Physical Counterparts of PTAB Utilized Product Manuals Estopped in Some Districts
User Manuals & Corresponding Product Estoppel under 315(e)(2)
District courts continue to grapple with whether or not physical products described by prior art publications of an earlier Patent Trial & Appeal Board (PTAB) trial are subject to estoppel. That is, by virtue of utilizing product manuals in the earlier PTAB proceeding, whether the actual products described “were raised, or reasonably could have been raised” under 35 U.S.C. § 315(e)(2).
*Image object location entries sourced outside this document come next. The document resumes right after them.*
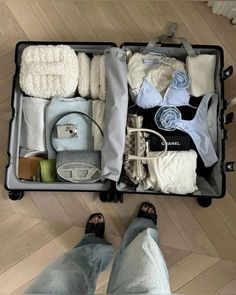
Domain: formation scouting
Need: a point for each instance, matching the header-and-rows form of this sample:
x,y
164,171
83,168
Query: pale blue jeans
x,y
76,272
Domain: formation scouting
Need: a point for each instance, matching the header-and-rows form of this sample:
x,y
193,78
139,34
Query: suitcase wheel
x,y
204,202
105,196
16,195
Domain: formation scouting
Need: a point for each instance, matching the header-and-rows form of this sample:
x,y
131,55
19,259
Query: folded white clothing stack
x,y
158,74
201,71
33,124
174,173
49,70
98,113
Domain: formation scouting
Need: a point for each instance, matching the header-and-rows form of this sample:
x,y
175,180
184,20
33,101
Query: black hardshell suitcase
x,y
110,190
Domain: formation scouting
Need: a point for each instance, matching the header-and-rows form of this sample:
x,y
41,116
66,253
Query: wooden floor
x,y
199,244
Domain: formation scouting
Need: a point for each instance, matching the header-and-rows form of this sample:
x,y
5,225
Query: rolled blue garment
x,y
166,118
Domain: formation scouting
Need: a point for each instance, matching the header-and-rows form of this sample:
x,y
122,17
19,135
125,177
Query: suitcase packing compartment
x,y
211,182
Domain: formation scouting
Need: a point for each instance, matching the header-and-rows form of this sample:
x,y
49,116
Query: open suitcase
x,y
211,181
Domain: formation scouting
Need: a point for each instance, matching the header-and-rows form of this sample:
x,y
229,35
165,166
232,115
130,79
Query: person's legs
x,y
76,271
139,266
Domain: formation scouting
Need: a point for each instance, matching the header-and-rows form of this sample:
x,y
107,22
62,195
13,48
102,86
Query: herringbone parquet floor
x,y
199,244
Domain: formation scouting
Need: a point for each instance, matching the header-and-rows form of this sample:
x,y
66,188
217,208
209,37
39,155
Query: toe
x,y
150,210
145,207
100,218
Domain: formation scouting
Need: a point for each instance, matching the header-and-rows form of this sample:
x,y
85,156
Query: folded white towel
x,y
84,74
95,77
102,90
98,111
33,124
98,78
174,173
201,71
48,70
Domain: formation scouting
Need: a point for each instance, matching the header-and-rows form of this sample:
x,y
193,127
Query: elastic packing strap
x,y
134,157
152,43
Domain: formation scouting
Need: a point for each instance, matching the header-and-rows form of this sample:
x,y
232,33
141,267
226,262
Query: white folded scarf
x,y
159,76
174,173
33,123
201,71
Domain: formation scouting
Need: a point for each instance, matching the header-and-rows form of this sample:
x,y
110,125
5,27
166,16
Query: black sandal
x,y
143,214
98,229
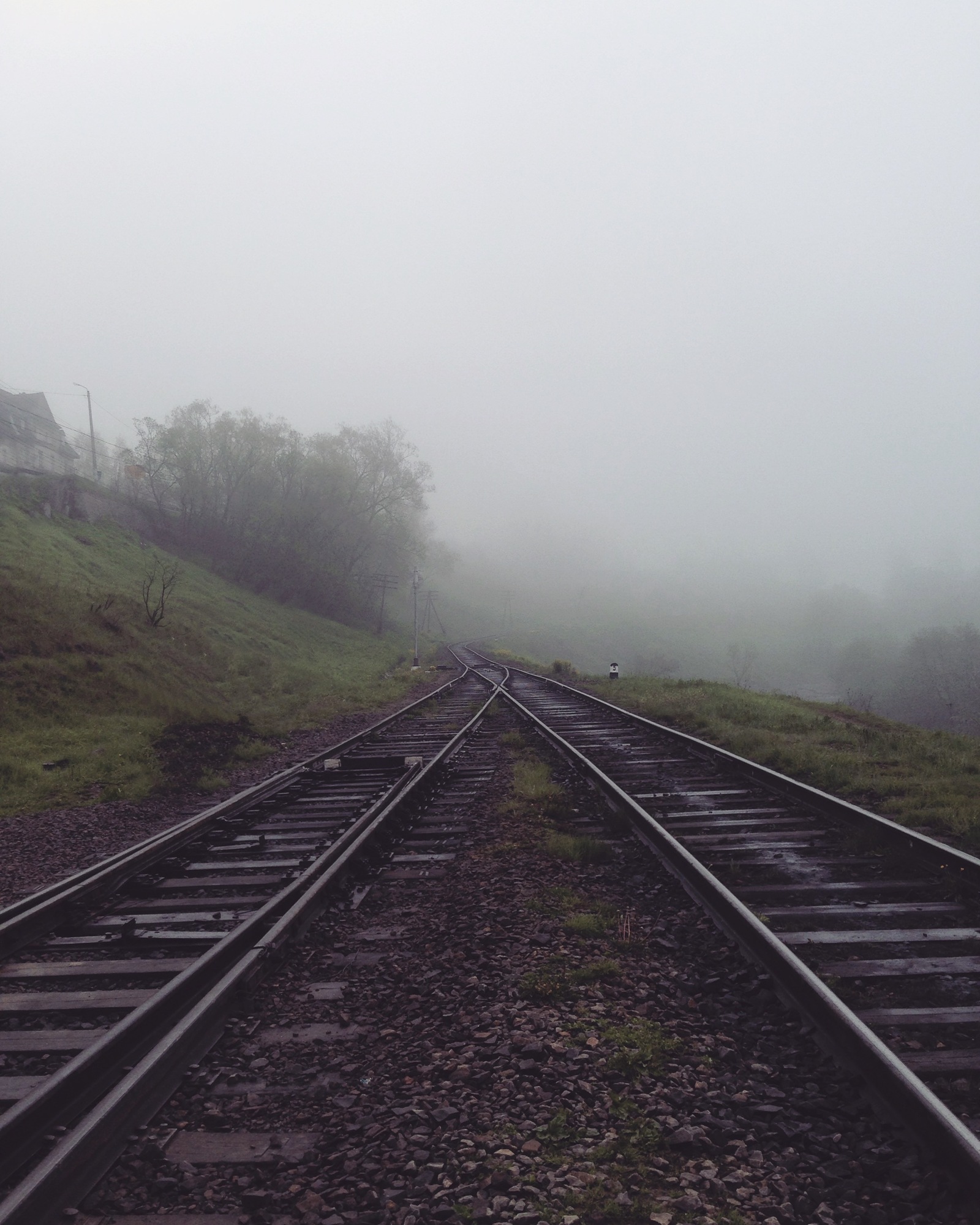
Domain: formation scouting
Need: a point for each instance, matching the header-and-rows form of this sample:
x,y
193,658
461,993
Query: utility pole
x,y
384,583
91,430
416,581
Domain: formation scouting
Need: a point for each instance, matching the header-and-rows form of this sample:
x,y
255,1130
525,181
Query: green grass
x,y
579,849
86,681
586,925
918,777
532,781
556,979
640,1048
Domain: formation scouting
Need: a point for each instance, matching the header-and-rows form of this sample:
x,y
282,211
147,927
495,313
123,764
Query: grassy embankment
x,y
88,683
925,779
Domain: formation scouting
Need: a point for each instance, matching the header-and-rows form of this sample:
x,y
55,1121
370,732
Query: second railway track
x,y
122,977
870,929
119,977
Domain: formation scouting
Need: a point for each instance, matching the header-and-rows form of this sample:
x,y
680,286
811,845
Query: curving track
x,y
872,930
121,977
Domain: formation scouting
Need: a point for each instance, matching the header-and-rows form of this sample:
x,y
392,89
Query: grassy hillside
x,y
927,779
88,683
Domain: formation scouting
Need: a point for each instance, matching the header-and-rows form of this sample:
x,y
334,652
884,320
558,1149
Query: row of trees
x,y
313,521
934,679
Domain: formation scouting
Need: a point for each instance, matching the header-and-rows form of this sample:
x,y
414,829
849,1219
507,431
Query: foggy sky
x,y
695,284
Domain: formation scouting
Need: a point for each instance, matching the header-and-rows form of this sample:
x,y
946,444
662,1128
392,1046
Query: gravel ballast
x,y
526,1039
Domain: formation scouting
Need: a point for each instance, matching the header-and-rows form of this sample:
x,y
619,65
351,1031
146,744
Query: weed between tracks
x,y
925,779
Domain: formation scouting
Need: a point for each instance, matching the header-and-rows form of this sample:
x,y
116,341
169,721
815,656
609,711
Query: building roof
x,y
26,417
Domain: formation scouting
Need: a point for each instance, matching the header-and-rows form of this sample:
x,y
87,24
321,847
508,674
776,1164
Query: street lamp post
x,y
91,430
416,581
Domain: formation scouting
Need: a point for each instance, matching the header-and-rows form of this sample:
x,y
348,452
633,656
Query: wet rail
x,y
118,978
869,929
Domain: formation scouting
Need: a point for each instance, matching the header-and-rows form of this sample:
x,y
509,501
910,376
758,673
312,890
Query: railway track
x,y
869,929
117,979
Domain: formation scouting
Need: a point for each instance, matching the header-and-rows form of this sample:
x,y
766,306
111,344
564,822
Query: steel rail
x,y
83,1157
886,1076
25,920
927,849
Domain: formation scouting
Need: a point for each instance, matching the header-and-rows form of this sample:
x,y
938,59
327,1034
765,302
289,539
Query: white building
x,y
31,440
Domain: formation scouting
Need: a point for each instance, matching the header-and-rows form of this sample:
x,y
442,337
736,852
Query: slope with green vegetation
x,y
89,685
925,779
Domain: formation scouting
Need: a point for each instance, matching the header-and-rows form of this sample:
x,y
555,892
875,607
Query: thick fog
x,y
680,302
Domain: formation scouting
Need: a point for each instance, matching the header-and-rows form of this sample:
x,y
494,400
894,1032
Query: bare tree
x,y
160,581
742,659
The view of some districts has been that it does not, unless the Patent Owner (estoppel proponent) demonstrates that the product described in the previously examined manual is technically superior to the manual teachings. Yet, other districts are adopting an absolute prohibition..
Most recently, in Polaris Industries, Inc. v. Artic Sales Cat Inc. et. al, (here) Polaris argued that 315(e)(2) estoppel prevented Artic Cat from raising seven prior art combinations asserted in the district court litigation. The court granted summary judgment on estoppel as to four of the combinations, which were directed to written prior art references. Three of the seven combinations, however, relied on physical products (off-road vehicles). The district court found that Artic Cat “could not have reasonably raised” the three combinations based on physical products during IPR, and denied the Polaris’s motion for summary judgment concerning those combinations.
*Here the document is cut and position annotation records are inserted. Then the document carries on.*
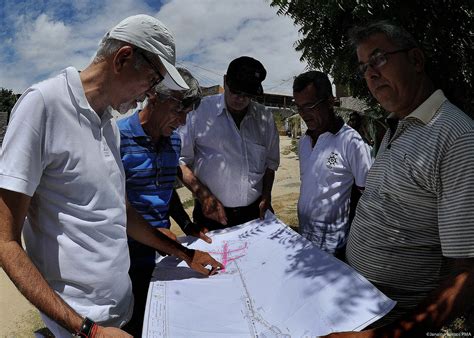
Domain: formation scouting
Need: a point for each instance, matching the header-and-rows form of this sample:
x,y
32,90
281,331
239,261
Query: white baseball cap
x,y
149,33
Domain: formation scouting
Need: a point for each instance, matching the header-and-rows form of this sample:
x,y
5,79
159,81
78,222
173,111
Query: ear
x,y
123,57
417,59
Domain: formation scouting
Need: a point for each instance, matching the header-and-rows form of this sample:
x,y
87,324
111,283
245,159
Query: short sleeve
x,y
273,146
456,198
186,134
21,156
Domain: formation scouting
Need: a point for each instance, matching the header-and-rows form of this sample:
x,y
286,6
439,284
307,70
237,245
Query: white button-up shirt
x,y
229,161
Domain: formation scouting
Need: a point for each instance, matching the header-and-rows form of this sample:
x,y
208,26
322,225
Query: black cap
x,y
245,74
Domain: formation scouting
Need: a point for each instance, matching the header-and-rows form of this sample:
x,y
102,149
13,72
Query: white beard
x,y
125,107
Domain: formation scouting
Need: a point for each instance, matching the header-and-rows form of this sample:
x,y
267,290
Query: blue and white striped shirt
x,y
150,170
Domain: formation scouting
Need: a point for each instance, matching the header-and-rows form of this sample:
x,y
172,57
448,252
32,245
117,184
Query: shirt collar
x,y
425,111
135,125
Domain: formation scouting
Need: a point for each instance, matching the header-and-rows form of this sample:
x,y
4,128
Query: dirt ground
x,y
18,318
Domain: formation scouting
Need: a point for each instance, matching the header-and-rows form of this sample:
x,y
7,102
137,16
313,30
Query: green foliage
x,y
7,100
443,28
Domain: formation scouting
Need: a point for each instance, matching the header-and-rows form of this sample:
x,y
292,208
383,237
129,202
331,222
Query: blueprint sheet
x,y
275,284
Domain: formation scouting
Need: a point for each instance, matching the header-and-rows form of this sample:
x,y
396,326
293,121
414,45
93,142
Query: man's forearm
x,y
21,270
177,212
191,182
141,231
33,286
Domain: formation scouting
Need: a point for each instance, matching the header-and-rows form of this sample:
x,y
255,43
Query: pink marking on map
x,y
227,254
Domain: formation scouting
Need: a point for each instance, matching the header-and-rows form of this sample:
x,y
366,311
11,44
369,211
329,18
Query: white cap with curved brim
x,y
149,33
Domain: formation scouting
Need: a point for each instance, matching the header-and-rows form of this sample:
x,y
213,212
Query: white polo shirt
x,y
229,161
327,174
60,152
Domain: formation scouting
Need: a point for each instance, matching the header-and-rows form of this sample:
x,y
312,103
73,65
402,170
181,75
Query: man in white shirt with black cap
x,y
60,166
230,150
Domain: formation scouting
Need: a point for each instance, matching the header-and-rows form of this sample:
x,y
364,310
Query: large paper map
x,y
275,284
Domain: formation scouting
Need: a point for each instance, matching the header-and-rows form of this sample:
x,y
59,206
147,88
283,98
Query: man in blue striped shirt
x,y
150,149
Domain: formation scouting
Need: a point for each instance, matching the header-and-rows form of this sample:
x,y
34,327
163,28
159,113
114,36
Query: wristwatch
x,y
88,329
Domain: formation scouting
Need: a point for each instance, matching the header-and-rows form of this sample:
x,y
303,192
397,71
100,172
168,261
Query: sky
x,y
39,38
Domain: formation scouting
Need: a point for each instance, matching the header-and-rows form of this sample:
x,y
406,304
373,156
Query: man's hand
x,y
212,208
192,229
105,332
198,260
265,204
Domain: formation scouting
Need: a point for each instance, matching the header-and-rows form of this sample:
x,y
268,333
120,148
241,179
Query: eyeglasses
x,y
240,93
153,67
184,104
377,60
309,109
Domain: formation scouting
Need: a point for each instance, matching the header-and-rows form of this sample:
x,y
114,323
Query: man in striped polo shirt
x,y
413,233
150,149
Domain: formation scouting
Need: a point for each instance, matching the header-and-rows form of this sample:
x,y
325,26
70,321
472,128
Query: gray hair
x,y
109,46
194,90
399,36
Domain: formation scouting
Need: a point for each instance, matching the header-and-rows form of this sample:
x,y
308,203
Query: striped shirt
x,y
417,207
150,170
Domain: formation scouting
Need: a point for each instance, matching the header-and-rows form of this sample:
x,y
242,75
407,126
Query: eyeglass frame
x,y
183,104
152,66
308,109
363,66
241,93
Polaris, for its part, argued that the manuals disclose all relevant information regarding the vehicles, and that allowing Artic Cat to rely on the physical vehicles would allow Artic Cat to essentially “end-run estoppel.”
The court ultimately found that “Polaris has not produced, nor could this court find, any court granting the relief Polaris now requests—to apply § 315(e)(2) estoppel to products. Although some courts have suggested that this relief may be possible … such a rule has not been recognized by any circuits. Thus, the Court declines to adopt such a rule here.” The court thus expressly declined to adopt the suggestion in Oil-Dri Corp. of America v. Nestlé Purina Petcare Co., (here), and instead adopted a blanket rule that “products embodying patents or printed publications are not subject to § 315(e)(2) estoppel.” The district of Minnesota appears to have joined N.D. Texas, the only other court to adopt such a rule. Zitovault, LLC v. IBM, No. 3:16-cv-0962-M, 2018 U.S. Dist. LEXIS 117339, at *12-13 (N.D. Tex. Apr. 4, 2018); iLife Techs. Inc. v. Nintendo of Am., Inc., No. 3:13-cv-4947-M, 2017 U.S. Dist. LEXIS 87769, at *16 (N.D. Tex. May 30, 2017).
There is now a district split: C.D. Cal. and N.D. Ill. suggest that estoppel is possible where a prior art product manual that sufficiently detailed the product was available to the petitioner. N.D. Tex. and now D. Minn., have seemingly adopted a blanket rule that estoppel does not apply to products, regardless of the substantive disclosures in the manual.
Eventually, the Federal Circuit will weigh in on this issue as more 315(e)(2) disputes make their way to appeal.